Les mouches et les tiques perturbent le comportement alimentaire. Un animal harcelé consacre davantage de temps à se défendre qu’à pâturer efficacement, ce qui réduit la durée de pâturage et augmente les refus.

Solution pratique.
L’équipement des animaux avec des colliers répulsifs, comme MG COLLAR, dès la mise à l’herbe améliore la tranquillité du troupeau et favorise une ingestion régulière. C’est particulièrement utile dans les systèmes où les animaux ont accès à de nombreuses parcelles et où la pression insectes varie selon la zone.

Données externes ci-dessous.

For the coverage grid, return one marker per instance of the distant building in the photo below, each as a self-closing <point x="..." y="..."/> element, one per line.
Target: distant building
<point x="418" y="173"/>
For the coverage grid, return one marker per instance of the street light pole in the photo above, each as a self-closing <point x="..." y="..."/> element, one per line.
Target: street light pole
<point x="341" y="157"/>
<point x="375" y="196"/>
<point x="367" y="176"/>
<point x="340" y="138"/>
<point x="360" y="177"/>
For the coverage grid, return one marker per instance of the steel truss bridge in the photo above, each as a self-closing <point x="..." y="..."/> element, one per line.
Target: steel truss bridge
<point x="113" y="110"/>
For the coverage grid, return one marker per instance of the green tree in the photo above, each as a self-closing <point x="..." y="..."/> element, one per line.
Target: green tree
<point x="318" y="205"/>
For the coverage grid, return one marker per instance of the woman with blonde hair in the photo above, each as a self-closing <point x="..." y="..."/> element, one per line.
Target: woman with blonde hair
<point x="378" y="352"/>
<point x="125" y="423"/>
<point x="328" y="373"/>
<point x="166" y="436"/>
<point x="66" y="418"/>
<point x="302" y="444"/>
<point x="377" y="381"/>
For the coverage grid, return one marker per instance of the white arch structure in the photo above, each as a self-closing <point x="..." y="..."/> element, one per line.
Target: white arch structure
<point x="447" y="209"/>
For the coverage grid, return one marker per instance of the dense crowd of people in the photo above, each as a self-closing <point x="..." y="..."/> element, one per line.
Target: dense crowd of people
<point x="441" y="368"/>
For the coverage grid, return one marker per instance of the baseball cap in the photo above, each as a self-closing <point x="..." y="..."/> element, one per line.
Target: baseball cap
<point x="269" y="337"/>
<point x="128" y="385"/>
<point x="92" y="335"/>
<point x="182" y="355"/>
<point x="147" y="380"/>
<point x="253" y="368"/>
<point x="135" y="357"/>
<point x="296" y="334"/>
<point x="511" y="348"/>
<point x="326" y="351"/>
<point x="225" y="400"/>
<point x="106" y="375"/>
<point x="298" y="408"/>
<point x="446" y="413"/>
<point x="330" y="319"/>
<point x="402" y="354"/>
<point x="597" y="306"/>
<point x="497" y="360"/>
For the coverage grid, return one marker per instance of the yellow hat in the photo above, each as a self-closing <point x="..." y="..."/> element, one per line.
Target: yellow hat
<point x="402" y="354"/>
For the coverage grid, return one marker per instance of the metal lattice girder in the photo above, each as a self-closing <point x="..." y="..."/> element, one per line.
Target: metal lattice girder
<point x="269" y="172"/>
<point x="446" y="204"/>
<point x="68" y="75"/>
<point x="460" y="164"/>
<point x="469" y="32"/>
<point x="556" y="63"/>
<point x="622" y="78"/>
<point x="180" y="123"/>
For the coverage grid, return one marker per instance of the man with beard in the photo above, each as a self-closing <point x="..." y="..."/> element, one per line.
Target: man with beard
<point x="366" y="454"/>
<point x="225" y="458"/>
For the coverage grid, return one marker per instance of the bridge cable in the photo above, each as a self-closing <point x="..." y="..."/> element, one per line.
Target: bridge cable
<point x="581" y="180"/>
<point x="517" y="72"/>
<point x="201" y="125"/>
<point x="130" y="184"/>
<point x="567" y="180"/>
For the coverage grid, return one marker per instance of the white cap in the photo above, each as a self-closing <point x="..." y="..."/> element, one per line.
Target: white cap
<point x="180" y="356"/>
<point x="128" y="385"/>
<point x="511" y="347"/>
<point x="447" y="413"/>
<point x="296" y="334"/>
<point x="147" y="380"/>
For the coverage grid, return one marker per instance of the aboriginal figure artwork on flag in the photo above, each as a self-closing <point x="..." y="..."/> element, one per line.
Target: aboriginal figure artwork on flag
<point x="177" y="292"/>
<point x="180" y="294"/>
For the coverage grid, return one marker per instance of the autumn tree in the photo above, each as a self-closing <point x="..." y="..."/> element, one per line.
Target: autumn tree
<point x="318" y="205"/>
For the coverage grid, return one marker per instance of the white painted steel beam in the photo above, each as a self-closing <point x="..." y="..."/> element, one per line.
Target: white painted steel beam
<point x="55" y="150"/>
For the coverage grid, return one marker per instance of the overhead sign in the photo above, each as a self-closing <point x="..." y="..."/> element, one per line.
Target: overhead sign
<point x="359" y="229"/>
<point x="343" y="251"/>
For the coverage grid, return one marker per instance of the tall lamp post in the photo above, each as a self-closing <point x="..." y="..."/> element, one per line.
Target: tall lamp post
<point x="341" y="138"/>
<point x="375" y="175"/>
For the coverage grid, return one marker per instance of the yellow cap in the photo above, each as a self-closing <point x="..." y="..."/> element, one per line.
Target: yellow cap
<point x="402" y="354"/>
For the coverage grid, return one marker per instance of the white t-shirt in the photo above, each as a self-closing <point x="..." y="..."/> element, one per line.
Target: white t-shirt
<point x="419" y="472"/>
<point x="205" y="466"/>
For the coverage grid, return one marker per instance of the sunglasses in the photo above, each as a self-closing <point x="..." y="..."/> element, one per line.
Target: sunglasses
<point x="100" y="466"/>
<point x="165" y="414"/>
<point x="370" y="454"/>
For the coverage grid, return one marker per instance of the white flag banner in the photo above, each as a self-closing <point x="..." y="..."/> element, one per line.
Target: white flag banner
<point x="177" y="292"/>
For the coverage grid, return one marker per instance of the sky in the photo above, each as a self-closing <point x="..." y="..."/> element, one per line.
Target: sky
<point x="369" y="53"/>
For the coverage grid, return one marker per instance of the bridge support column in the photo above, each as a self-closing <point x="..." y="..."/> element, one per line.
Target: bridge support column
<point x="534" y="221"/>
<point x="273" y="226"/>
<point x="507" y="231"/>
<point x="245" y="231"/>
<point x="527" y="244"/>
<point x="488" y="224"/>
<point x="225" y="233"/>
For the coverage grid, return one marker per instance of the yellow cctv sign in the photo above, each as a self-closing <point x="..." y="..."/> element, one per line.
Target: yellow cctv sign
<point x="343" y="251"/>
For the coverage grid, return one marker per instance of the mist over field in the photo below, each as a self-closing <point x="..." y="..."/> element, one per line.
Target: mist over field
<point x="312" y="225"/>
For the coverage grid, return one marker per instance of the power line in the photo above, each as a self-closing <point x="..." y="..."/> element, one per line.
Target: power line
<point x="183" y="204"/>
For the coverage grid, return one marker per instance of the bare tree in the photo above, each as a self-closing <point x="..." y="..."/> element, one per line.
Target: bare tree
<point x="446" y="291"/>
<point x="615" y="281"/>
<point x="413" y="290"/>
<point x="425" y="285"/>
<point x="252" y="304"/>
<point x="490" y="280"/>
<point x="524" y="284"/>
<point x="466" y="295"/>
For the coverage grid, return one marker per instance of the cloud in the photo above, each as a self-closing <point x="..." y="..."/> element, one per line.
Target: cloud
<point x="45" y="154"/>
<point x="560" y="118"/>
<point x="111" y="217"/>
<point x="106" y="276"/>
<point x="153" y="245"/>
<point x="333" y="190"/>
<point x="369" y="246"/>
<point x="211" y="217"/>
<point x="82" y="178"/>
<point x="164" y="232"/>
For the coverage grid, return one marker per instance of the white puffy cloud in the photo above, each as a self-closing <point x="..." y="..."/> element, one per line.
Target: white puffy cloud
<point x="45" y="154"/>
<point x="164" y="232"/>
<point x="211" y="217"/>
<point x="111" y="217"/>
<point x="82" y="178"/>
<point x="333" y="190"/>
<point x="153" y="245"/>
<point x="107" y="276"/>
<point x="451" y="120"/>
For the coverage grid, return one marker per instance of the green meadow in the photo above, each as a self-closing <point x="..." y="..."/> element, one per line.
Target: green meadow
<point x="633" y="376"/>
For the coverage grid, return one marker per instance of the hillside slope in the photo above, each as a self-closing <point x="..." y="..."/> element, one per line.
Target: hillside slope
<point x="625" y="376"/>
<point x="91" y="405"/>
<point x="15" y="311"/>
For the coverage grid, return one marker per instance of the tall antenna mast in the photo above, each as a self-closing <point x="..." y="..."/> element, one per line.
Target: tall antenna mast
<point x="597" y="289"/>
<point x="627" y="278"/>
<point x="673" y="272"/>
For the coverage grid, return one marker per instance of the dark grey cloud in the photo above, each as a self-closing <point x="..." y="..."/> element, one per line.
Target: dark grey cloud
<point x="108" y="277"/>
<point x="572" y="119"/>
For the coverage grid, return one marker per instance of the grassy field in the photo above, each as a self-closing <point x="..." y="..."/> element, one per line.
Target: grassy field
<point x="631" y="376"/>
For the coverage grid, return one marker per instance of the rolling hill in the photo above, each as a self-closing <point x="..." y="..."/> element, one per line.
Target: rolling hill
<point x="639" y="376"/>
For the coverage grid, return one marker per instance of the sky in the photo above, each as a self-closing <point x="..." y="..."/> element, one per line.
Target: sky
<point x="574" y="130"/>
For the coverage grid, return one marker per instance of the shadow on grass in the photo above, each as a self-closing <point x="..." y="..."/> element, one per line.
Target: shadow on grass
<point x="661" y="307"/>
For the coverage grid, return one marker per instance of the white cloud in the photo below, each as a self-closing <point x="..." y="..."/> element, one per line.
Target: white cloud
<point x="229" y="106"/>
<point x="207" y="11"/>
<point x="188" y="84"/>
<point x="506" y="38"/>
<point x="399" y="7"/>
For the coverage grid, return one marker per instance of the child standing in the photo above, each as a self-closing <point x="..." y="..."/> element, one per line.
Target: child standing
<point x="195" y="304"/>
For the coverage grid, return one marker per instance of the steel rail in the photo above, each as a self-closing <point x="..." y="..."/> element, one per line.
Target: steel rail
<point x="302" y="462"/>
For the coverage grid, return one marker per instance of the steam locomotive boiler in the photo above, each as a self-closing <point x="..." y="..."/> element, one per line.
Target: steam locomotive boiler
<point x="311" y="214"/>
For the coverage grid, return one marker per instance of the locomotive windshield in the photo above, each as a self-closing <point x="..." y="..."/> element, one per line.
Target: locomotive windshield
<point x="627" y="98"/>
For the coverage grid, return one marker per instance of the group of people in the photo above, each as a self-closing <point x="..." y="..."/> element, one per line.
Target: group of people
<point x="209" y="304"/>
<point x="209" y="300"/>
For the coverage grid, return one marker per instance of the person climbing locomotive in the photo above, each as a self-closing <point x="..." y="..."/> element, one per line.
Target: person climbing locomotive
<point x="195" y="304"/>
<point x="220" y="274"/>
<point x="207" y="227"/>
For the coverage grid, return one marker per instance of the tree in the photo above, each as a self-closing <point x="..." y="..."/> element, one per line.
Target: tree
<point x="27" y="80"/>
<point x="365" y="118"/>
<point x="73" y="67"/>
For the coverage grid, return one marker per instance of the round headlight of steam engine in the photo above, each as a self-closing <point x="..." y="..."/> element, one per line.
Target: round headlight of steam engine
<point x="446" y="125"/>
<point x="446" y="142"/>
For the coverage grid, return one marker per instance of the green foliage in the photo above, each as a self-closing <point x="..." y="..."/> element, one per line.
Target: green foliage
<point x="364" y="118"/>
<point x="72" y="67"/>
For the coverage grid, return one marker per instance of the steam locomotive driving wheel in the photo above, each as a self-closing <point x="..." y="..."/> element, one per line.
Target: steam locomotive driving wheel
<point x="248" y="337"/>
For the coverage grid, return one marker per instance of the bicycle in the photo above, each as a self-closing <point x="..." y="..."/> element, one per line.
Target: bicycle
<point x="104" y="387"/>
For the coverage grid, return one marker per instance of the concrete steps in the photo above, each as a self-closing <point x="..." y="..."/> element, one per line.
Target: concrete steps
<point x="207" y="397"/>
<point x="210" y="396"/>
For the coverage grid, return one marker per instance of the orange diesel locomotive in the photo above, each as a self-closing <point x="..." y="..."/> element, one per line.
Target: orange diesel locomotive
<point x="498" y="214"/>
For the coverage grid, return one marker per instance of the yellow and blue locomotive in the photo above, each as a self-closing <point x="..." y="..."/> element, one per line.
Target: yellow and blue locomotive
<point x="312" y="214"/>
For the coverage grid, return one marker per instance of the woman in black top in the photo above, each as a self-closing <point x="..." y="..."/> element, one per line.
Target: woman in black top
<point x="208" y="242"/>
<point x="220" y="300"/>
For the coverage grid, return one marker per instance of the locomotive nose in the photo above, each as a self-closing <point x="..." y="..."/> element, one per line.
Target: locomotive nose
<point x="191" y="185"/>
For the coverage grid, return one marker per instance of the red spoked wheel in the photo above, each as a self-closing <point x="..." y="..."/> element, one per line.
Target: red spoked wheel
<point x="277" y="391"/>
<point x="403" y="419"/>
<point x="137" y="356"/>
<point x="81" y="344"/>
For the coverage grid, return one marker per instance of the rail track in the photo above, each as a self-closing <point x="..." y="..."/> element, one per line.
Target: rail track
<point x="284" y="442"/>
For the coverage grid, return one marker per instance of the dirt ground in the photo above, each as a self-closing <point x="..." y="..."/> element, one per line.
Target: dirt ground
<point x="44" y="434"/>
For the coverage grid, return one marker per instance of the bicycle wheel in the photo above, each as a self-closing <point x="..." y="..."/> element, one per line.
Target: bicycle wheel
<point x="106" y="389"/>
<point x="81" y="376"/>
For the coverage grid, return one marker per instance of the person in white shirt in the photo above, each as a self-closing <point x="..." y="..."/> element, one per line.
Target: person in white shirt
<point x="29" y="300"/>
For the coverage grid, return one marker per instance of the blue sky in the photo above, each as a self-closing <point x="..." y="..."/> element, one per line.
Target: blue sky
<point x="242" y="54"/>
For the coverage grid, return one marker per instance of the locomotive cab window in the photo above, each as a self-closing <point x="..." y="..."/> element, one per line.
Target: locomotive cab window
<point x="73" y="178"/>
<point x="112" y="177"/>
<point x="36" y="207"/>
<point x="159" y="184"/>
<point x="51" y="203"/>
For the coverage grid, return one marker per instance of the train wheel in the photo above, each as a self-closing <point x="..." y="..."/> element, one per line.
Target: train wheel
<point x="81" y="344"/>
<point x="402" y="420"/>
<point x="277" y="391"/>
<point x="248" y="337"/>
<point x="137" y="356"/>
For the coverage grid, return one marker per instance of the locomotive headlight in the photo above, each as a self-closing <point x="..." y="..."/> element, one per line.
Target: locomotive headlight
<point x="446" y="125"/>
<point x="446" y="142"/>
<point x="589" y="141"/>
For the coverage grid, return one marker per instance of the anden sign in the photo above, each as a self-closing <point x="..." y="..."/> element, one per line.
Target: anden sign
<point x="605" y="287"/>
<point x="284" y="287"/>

Conclusion : la palette « Mise à l’herbe », un investissement rentable

La conduite du pâturage ne s’improvise pas. En anticipant les aspects logistiques et techniques, vous sécurisez à la fois votre temps de travail et votre marge. Pour un agriculteur / éleveur, la réussite consiste à piloter la rotation (temps de repousse / temps de rotation), la durée de pâturage et le temps de repos, avec une clôture adaptée (voire une clôture évolutive) et un accès à l’eau maîtrisé (irrigation ponctuelle si besoin, en lien avec le service des eaux quand c’est pertinent). Une palette associant Regul pH pour sécuriser les taux, VER’ACTIF pour accompagner l’immunité parasitaire et MG COLLAR pour le confort des animaux constitue un investissement immédiatement rentable lors de la mise à l’herbe.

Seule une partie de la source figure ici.